This alone would be enough to guarantee most labels a place within our list, but the rest of their output has been pushing musical boundaries all year, with FaltyDL’s garage and broken beat influenced You Stand Uncertain and the synth funk of Boxcutter’s underrated The Dissolve offering further delights. But the release of Anti-G’s Presents ‘Kentje’sz Beats’, an album by an artist working within the “Bubbling” scene (an obscure branch of Dutch dancehall) perhaps sums up what Planet Mu do best: fearlessly releasing the kind of records that fly in the face of genre trends with the kind of conviction that few would have the courage to do.

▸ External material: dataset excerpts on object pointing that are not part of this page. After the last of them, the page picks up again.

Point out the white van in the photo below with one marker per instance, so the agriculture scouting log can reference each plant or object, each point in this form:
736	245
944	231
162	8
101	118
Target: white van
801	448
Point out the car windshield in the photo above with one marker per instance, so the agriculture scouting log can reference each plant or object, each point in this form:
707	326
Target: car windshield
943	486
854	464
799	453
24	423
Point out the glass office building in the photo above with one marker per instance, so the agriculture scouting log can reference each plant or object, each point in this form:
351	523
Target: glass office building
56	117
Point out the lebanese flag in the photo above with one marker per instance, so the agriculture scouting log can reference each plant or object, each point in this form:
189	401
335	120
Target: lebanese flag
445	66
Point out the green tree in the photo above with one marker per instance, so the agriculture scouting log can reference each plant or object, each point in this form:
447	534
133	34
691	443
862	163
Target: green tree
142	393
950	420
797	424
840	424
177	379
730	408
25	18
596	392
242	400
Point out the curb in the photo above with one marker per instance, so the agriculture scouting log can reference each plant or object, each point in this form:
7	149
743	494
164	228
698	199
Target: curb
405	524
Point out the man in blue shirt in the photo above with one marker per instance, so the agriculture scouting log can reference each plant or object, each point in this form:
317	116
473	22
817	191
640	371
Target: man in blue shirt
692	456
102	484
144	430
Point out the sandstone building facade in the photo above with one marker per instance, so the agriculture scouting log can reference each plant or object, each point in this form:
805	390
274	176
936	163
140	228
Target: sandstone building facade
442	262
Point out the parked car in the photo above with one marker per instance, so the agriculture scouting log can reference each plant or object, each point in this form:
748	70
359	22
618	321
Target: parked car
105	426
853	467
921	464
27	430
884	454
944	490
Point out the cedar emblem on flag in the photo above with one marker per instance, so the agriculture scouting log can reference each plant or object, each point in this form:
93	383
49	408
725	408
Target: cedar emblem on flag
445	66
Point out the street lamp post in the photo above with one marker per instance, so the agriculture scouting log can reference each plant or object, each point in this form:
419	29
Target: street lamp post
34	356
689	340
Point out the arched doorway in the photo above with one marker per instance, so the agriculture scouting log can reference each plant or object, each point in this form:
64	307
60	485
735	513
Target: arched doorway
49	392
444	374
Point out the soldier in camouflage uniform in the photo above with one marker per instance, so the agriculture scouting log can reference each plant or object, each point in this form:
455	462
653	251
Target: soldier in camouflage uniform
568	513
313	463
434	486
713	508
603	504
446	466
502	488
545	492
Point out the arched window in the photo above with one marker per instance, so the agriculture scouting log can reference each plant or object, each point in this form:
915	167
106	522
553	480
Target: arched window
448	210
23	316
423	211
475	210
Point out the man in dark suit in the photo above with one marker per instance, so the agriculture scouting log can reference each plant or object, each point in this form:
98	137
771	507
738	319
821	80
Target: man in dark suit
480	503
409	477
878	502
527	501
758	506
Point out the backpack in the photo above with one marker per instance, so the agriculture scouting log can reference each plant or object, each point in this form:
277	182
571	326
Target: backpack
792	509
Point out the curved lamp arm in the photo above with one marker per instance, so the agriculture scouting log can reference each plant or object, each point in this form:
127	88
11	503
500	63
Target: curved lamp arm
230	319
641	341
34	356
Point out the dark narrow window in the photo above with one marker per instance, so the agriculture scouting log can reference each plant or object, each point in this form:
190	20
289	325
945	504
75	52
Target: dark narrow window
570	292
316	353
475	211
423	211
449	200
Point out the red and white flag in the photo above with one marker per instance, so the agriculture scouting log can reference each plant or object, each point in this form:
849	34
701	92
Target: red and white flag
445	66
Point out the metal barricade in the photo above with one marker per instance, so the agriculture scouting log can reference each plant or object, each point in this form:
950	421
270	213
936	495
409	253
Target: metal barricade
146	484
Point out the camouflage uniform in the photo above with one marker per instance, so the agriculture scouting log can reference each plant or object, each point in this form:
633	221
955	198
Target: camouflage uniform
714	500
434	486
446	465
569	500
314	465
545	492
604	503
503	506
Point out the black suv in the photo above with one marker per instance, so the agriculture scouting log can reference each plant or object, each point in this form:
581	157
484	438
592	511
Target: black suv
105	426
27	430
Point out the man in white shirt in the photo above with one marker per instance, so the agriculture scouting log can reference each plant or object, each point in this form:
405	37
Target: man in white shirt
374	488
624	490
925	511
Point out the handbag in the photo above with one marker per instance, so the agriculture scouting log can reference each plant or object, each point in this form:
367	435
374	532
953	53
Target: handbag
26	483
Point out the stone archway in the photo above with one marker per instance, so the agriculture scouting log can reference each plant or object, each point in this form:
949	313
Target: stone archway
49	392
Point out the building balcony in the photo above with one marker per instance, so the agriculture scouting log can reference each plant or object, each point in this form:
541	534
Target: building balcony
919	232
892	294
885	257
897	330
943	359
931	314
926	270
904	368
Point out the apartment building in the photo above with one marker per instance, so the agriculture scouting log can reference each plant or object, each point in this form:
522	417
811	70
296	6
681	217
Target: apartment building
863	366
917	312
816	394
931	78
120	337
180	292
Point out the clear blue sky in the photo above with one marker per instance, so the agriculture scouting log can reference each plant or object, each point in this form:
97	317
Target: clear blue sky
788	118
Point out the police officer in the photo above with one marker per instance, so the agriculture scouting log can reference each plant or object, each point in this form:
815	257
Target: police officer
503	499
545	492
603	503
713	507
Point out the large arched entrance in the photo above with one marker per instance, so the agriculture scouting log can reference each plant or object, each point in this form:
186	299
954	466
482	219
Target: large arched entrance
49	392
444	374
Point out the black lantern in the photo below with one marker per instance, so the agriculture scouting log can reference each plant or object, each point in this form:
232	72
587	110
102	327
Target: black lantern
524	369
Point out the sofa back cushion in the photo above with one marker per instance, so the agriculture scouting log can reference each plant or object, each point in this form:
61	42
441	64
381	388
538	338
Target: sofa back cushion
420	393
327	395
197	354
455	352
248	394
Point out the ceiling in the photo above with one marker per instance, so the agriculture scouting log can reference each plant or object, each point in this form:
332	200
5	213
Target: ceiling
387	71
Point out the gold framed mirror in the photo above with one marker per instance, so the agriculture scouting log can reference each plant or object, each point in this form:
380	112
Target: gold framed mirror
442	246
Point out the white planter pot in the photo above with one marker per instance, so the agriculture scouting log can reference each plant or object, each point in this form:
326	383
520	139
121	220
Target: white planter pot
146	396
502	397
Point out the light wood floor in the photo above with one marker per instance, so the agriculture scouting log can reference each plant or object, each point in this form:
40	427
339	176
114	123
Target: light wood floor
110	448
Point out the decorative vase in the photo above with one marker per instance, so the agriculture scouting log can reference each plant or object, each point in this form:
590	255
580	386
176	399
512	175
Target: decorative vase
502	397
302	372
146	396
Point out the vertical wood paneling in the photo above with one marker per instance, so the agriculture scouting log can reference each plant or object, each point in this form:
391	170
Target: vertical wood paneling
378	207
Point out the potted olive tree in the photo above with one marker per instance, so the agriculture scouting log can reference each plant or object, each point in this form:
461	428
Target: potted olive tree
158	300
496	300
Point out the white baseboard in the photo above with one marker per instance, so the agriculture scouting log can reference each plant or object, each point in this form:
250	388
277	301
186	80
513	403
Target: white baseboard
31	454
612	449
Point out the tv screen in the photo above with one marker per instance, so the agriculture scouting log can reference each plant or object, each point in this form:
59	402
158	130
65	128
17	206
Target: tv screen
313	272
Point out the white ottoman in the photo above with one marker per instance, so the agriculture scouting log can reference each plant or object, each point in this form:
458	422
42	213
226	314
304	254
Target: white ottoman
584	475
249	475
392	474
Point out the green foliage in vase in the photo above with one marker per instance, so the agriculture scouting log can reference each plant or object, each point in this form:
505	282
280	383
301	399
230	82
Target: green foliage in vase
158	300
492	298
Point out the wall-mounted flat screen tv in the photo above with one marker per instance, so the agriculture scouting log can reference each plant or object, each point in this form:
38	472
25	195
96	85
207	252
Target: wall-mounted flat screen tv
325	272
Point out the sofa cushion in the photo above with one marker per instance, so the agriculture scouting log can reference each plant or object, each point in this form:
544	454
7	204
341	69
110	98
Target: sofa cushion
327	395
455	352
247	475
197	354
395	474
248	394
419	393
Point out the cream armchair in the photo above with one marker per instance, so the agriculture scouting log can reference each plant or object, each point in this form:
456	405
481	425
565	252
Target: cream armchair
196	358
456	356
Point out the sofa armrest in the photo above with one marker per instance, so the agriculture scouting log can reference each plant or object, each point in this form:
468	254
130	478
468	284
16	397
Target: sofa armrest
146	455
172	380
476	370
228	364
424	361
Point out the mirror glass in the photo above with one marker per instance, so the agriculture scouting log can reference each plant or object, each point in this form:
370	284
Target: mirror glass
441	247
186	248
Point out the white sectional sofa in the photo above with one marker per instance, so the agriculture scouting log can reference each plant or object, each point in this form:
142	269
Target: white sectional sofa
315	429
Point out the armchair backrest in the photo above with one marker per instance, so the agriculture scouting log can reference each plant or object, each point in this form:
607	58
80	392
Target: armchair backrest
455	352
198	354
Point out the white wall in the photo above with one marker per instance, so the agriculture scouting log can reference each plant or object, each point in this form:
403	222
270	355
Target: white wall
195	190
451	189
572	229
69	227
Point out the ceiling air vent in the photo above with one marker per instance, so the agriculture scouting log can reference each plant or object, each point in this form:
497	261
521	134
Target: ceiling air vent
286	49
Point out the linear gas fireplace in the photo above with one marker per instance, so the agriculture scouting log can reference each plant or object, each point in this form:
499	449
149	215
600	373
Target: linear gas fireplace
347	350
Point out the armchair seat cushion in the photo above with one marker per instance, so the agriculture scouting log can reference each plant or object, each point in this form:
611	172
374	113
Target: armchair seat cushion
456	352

To assess Clone’s legacy in this year or any other, it’s first necessary to break down the releases on each branch of the Dutch imprint’s sprawling list of sub-labels. Our current favourite, the Basement Series, released 12”s from Mike Dehnert, Dexter, Untold and Blawan this year – the latter two felt particularly vital as they cross-fertilised the world of UK bass with the less risible side of Dutch house sound (Bok Bok’s collaboration with Tom Trago being the other notable example this year).
Meanwhile the deep house-focused Royal Oak series had six releases to its name, with the Whitney Houston sampling Genius Of Time 12” arguably the pick of that particular bunch. The electro-tinged Crown Ltd series saw two excellent releases from the mercurial Erik Travis and one memorable drop from Dexter; the Jack For Daze sub-label added two more releases to its discography (from Murphy Jax and the mysterious T Trax), the Loft Supreme series remained dormant, and on the Clone Classic Cuts wing there was the small matter of the first instalment in the Drexciya reissue series. Perhaps the greatest coup of all electronic music reissues to surface in recent years, Journey Of The Deep Sea Dweller Part 1 boasts remastered tracks from the fabled Detroit outfit’s early years, and is one of those rare compilations that is essential for long standing obsessives and intrigued newcomers alike. Finally, there were two releases on the West Coast series (both from Versalife) and the 1999 collaboration between DJ Deep and Jovonn was reissued on the Clone Club Series imprint, all of which equates to nothing less than a monumental year.
On the surface, the similarities between Clone and Amsterdam based Rush Hour are obvious: two Dutch empires based on a single, humble record store, expanded to include an army of labels and sub-labels and healthy reissue and distribution wings. Both empires are now undoubtedly leading the way when it comes to running a lean operation in a post-glory days era for electronic music. It may have all come together for Clone in 2011, and their status as our number one label is richly deserved, but don’t be tricked into thinking this is a one-off: the label has been at the top of its game for years now and shows no signs of letting up.